Credit: Reuters/www.khamenei.ir/Handout
DUBAI |
Thu Aug 30, 2012 4:38am EDT
DUBAI (Reuters) - Iran has no interest in nuclear weapons but will keep pursuing peaceful nuclear energy, Supreme Leader Ayatollah Ali Khamenei told heads of state from developing countries in Tehran.
Iran, hosting a summit of the 120-nation Non-Aligned Movement (NAM), is hoping the high-profile event will prove that Western efforts to isolate it and punish it economically for its disputed nuclear programme have failed.
"Our motto is nuclear energy for all and nuclear weapons for none," Khamenei told the assembled heads of state.
But discord over Syria swiftly marred the summit when Egyptian President Mohamed Mursi urged member states to support Syrians striving to overthrow President Bashar al-Assad, whose staunchest regional ally is Iran.
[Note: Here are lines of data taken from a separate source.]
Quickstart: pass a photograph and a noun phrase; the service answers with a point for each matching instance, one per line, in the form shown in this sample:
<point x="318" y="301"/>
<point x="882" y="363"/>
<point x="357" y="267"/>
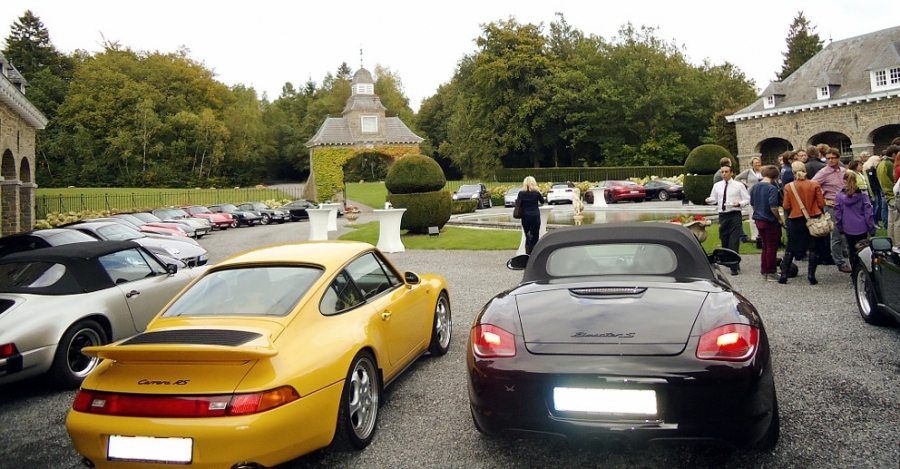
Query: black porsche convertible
<point x="876" y="273"/>
<point x="623" y="333"/>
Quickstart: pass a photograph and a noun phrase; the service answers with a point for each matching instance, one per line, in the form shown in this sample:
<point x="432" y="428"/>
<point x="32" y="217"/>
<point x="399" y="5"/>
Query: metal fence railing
<point x="136" y="201"/>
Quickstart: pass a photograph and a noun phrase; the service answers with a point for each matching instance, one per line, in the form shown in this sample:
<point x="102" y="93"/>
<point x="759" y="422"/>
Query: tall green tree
<point x="802" y="42"/>
<point x="48" y="72"/>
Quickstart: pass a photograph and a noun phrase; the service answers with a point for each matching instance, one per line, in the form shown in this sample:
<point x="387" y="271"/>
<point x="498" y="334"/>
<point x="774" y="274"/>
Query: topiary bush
<point x="413" y="174"/>
<point x="701" y="164"/>
<point x="705" y="159"/>
<point x="423" y="209"/>
<point x="416" y="183"/>
<point x="697" y="187"/>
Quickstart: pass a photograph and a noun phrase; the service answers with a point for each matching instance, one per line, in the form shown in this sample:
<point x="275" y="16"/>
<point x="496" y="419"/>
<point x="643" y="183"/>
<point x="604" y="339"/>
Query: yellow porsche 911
<point x="269" y="355"/>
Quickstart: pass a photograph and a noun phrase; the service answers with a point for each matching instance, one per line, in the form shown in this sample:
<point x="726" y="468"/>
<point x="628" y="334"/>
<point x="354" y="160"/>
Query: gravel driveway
<point x="838" y="383"/>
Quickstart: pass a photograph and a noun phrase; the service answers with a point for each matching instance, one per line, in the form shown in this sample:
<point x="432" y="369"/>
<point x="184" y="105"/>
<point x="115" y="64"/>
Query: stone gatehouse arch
<point x="881" y="137"/>
<point x="770" y="149"/>
<point x="362" y="128"/>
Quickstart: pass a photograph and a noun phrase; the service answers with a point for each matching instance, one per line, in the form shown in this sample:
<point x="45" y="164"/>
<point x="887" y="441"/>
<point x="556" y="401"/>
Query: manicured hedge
<point x="423" y="209"/>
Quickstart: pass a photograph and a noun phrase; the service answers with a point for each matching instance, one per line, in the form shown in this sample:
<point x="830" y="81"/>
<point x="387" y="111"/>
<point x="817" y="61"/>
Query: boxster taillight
<point x="732" y="342"/>
<point x="489" y="341"/>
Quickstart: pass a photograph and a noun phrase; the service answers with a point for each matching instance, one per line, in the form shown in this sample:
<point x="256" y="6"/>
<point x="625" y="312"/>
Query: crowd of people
<point x="858" y="198"/>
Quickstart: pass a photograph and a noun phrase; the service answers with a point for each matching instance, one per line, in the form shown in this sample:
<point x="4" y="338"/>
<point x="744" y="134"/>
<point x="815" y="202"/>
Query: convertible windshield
<point x="611" y="259"/>
<point x="249" y="291"/>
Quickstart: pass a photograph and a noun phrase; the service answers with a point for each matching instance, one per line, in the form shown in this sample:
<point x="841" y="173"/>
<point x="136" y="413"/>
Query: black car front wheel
<point x="866" y="299"/>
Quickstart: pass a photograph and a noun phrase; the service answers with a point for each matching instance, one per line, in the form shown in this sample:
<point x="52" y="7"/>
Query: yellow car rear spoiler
<point x="180" y="352"/>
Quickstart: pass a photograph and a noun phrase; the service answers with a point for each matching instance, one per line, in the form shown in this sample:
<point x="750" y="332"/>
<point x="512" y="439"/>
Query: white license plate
<point x="149" y="449"/>
<point x="605" y="401"/>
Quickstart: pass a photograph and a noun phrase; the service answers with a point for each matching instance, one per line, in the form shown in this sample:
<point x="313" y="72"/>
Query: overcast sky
<point x="265" y="44"/>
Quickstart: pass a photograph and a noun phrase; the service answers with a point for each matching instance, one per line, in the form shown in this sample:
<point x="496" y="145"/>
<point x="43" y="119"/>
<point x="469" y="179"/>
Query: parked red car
<point x="221" y="221"/>
<point x="618" y="190"/>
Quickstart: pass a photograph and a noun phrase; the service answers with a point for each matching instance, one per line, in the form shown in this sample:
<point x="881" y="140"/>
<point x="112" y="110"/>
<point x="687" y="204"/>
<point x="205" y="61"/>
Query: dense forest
<point x="525" y="97"/>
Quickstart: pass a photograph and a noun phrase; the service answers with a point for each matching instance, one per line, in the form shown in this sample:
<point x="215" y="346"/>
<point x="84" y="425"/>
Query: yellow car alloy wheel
<point x="359" y="404"/>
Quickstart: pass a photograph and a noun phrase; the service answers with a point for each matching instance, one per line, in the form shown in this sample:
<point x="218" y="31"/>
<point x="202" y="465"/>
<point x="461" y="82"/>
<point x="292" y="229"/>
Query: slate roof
<point x="336" y="130"/>
<point x="12" y="86"/>
<point x="844" y="65"/>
"Our solidarity with the struggle of the Syrian people against an oppressive regime that has lost its legitimacy is an ethical duty as it is a political and strategic necessity," Mursi said, prompting a walkout by the Syrian delegation, according to the pan-Arab satellite channel Al Jazeera.
It was not immediately clear if the Syrians had returned to the meeting after Mursi's speech.
Mursi's visit to Tehran was the first by an Egyptian leader since Iran's Islamic Revolution in 1979, but his uncompromising speech suggested there would be no swift reconciliation between the two countries after three decades of animosity.
Diplomatic relations between Cairo and Tehran broke down immediately after Iran's revolution over Egypt's support for the overthrown Shah and over its peace agreement with Israel.
The NAM summit's final declaration is set to express deep concern about the violence in Syria and support for efforts by U.N.-Arab League envoy Lakhdar Brahimi to broker a resolution to the conflict, a delegate at the meeting told Reuters.
United Nations Secretary General Ban Ki-moon, attending the Tehran summit, urged Khamenei late on Wednesday to take concrete steps to prove Iran's nuclear work is peaceful.
The West suspects Iran is seeking a nuclear weapons capability, an accusation Tehran denies.
In his speech, Khamenei criticized the U.N. Security Council as an illogical, unjust and defunct relic of the past used by the United States "to impose its bullying manner on the world".
"They (Americans) talk of human rights when what they mean is Western interests. They talk of democracy when what they have is military intervention in other countries," he added.